Actualités Régionales of Sunday, 14 February 2016

Source: The Post Newspaper

Limbe : Court frees man detained for 5 years without trial

Court frees man detained for 5 years without trial Court frees man detained for 5 years without trial

The Magistrate Court in Limbe, on February 5, set free 21-year-old Severin Pewah, after he spent five years in jail without trial.

Pewah was said to have been detained at the Buea Prison sometime in October 2011 when he was just 16 years old, thus a minor. According to the charges, he was arrested and detained for theft and non-possession of a National ID Card. But since then, he has never been tried.

The prosecution argued that the accused had been in and out of detention since when he was first detained in 2011. The State Counsel for Limbe told the court that Pewah had been released and that each time he was released, he was soon caught and brought back to jail still on account of stealing.
But Magistrate Tatsi, in his ruling, argued that the Court could not continue to keep him in detention after finding that he had been in jail for as long as five years and two weeks, without having been tried. He further argued that, even the witnesses in the case, have failed to appear in court on several occasions to substantiate their claims against Pewah.

“I find that the fundamental human rights of the accused have not been respected,” Tatsi said. He went further to state that Pewah’s rights, as prescribed by the Cameroon Constitution, that; “all suspects should be tried within reasonable time,” had also been violated. The court then set Pewah free.

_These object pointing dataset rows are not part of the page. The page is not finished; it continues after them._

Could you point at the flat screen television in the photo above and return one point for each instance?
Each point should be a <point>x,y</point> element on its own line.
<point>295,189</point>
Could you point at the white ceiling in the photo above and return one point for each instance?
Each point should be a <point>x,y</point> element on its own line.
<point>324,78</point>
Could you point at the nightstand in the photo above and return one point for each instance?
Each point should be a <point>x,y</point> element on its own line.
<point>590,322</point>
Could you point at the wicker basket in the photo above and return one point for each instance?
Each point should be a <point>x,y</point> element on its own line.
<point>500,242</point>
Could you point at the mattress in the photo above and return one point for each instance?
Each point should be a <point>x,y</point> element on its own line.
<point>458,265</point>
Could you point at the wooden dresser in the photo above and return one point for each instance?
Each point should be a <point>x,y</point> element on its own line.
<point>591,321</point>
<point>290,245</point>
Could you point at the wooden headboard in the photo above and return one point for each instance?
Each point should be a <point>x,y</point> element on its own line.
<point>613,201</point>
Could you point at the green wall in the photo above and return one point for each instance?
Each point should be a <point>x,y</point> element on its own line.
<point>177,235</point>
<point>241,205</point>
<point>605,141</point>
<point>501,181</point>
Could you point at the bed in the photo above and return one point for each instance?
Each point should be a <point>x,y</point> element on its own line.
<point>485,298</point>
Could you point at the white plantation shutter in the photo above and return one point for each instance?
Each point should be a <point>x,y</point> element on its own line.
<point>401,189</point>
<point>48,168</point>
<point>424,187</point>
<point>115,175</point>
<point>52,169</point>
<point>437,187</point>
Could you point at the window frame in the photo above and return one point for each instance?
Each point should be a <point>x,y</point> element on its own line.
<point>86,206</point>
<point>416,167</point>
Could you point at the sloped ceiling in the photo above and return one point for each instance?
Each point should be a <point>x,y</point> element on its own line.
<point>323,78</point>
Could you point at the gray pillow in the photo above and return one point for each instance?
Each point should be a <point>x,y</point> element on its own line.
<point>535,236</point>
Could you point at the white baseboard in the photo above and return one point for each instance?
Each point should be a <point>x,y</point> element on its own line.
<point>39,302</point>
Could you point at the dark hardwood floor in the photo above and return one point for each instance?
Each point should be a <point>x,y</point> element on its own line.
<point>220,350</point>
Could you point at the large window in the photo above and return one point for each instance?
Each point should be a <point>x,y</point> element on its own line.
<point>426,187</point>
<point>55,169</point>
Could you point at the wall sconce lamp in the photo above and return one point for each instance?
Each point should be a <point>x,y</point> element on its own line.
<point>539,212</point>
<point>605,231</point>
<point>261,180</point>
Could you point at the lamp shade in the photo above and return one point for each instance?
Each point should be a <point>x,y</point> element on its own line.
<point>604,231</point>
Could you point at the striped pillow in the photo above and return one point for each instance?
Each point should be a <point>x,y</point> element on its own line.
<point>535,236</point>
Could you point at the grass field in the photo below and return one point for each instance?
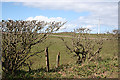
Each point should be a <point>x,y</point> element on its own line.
<point>105,66</point>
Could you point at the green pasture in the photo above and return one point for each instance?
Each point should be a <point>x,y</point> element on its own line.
<point>106,66</point>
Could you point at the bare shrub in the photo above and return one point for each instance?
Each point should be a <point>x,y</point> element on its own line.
<point>18,38</point>
<point>84,46</point>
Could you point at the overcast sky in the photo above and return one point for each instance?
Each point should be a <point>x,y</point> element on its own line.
<point>77,13</point>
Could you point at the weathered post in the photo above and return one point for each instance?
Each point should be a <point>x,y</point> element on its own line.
<point>58,60</point>
<point>47,59</point>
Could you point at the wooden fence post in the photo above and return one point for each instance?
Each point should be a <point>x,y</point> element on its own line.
<point>47,59</point>
<point>58,60</point>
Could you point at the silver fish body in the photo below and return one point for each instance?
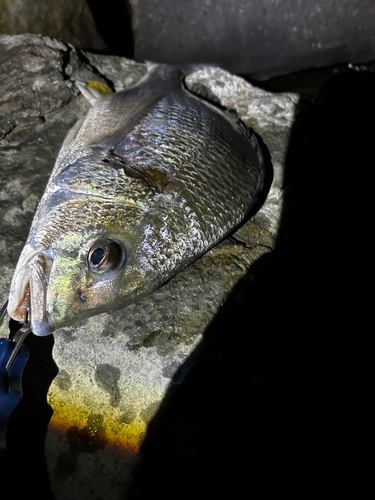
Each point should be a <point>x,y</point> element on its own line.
<point>151,179</point>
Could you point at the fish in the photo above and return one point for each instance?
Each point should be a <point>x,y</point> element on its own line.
<point>146,183</point>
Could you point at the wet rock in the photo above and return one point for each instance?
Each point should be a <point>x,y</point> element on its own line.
<point>118,365</point>
<point>69,21</point>
<point>258,38</point>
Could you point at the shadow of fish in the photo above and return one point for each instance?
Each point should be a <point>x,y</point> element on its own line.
<point>146,183</point>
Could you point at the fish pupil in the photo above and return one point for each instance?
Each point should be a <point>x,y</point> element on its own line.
<point>97,256</point>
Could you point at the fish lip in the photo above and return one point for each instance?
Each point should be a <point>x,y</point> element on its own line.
<point>29,290</point>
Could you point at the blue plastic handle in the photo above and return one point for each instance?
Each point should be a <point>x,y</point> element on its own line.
<point>10,383</point>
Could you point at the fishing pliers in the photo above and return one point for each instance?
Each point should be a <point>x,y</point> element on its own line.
<point>13,358</point>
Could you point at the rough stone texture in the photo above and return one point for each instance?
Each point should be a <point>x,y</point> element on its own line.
<point>250,37</point>
<point>69,21</point>
<point>116,368</point>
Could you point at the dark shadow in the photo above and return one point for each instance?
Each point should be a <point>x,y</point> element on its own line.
<point>113,22</point>
<point>23,463</point>
<point>278,399</point>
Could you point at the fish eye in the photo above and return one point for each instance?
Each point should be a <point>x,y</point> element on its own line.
<point>105,255</point>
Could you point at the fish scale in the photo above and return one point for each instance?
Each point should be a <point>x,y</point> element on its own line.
<point>153,177</point>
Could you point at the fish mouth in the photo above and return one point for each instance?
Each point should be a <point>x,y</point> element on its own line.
<point>28,293</point>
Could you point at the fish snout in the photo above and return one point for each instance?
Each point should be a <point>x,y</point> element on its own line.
<point>29,290</point>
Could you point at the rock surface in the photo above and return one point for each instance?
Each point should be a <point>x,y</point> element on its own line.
<point>115,369</point>
<point>259,38</point>
<point>69,21</point>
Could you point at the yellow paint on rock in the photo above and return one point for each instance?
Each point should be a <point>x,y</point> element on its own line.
<point>94,427</point>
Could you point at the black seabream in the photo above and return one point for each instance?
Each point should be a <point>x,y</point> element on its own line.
<point>148,181</point>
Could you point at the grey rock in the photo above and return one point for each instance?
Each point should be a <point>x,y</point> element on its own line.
<point>68,20</point>
<point>116,368</point>
<point>259,38</point>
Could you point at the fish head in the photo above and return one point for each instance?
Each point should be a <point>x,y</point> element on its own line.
<point>80,260</point>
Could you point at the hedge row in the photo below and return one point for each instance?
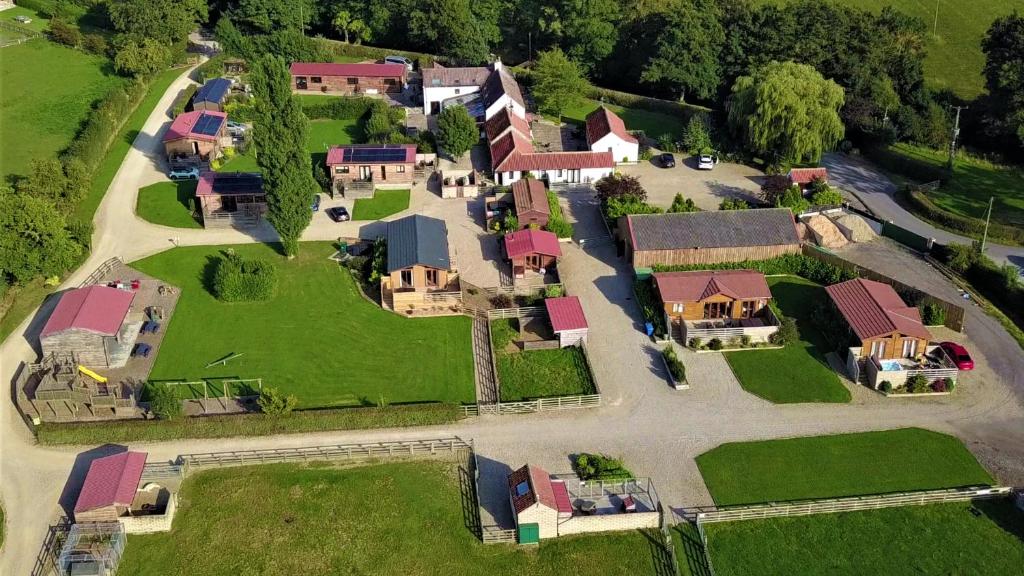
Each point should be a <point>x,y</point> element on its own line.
<point>973,227</point>
<point>797,264</point>
<point>247,424</point>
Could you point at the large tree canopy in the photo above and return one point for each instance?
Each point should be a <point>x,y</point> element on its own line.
<point>280,137</point>
<point>787,110</point>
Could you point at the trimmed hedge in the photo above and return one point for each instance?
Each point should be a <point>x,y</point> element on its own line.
<point>797,264</point>
<point>973,227</point>
<point>247,424</point>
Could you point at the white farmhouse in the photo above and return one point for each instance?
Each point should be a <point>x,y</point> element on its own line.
<point>606,132</point>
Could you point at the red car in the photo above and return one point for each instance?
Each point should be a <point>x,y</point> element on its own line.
<point>958,355</point>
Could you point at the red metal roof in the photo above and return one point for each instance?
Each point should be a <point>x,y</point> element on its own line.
<point>183,124</point>
<point>556,161</point>
<point>538,489</point>
<point>354,70</point>
<point>698,285</point>
<point>565,314</point>
<point>872,309</point>
<point>602,122</point>
<point>806,175</point>
<point>531,242</point>
<point>111,481</point>
<point>336,154</point>
<point>97,309</point>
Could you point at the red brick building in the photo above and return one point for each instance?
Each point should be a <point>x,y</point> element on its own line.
<point>348,78</point>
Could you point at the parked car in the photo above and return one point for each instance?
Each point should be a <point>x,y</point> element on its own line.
<point>706,162</point>
<point>338,214</point>
<point>399,59</point>
<point>958,355</point>
<point>183,174</point>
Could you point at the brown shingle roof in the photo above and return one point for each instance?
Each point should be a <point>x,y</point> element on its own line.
<point>722,229</point>
<point>699,285</point>
<point>872,309</point>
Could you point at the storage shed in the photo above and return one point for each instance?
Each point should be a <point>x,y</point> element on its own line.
<point>567,320</point>
<point>708,238</point>
<point>93,324</point>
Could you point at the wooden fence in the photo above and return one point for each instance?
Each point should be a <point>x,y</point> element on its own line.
<point>451,446</point>
<point>855,503</point>
<point>914,296</point>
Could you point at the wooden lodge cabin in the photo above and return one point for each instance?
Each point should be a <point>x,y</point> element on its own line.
<point>93,324</point>
<point>880,320</point>
<point>724,294</point>
<point>531,251</point>
<point>707,238</point>
<point>530,203</point>
<point>348,78</point>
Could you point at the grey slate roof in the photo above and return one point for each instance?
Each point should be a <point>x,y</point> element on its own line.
<point>417,240</point>
<point>722,229</point>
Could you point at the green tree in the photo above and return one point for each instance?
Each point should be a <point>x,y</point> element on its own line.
<point>280,137</point>
<point>136,55</point>
<point>687,52</point>
<point>786,110</point>
<point>167,22</point>
<point>457,130</point>
<point>1004,47</point>
<point>558,82</point>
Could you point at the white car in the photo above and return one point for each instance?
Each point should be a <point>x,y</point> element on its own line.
<point>183,174</point>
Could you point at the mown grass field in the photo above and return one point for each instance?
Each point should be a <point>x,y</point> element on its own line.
<point>974,182</point>
<point>386,519</point>
<point>826,466</point>
<point>41,110</point>
<point>981,537</point>
<point>383,204</point>
<point>316,338</point>
<point>168,204</point>
<point>954,57</point>
<point>799,371</point>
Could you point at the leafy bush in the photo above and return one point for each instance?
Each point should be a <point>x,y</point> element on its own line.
<point>675,365</point>
<point>599,466</point>
<point>239,280</point>
<point>786,333</point>
<point>933,315</point>
<point>163,402</point>
<point>918,383</point>
<point>273,403</point>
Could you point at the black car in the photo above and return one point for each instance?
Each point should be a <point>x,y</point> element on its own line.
<point>338,213</point>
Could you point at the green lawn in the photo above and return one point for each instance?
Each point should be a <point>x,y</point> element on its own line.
<point>973,182</point>
<point>383,204</point>
<point>911,540</point>
<point>40,113</point>
<point>954,57</point>
<point>386,519</point>
<point>797,372</point>
<point>544,373</point>
<point>652,123</point>
<point>168,203</point>
<point>316,338</point>
<point>826,466</point>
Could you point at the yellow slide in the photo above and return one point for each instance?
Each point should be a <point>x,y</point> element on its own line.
<point>91,374</point>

Pewah’s freedom, nevertheless, did not come that easily. The court, at one point, was almost settled on letting Pewah stay on in jail. The prosecution had advanced the argument that Pewah’s long stay in detention had been prompted by the fact that, each time he got released, he was soon caught and brought back on account of the fact that he had stolen again.

Magistrate Tatsi expressed the fears that his being set free and given his notoriety for stealing, he could, this time, be caught and lynched on grounds that the courts and the penitentiary service had failed to, in anyway, reform Pewah.

Magistrate Tatsi, after failing to find anyone who could take Pewah on probation and foster him, advised Pewah to “go and join the Church,” and “Make sure you try and pray and be a good boy.”
Pewah, glad to be free after years behind bars, said he would want to take up his training in motor mechanics when he is out.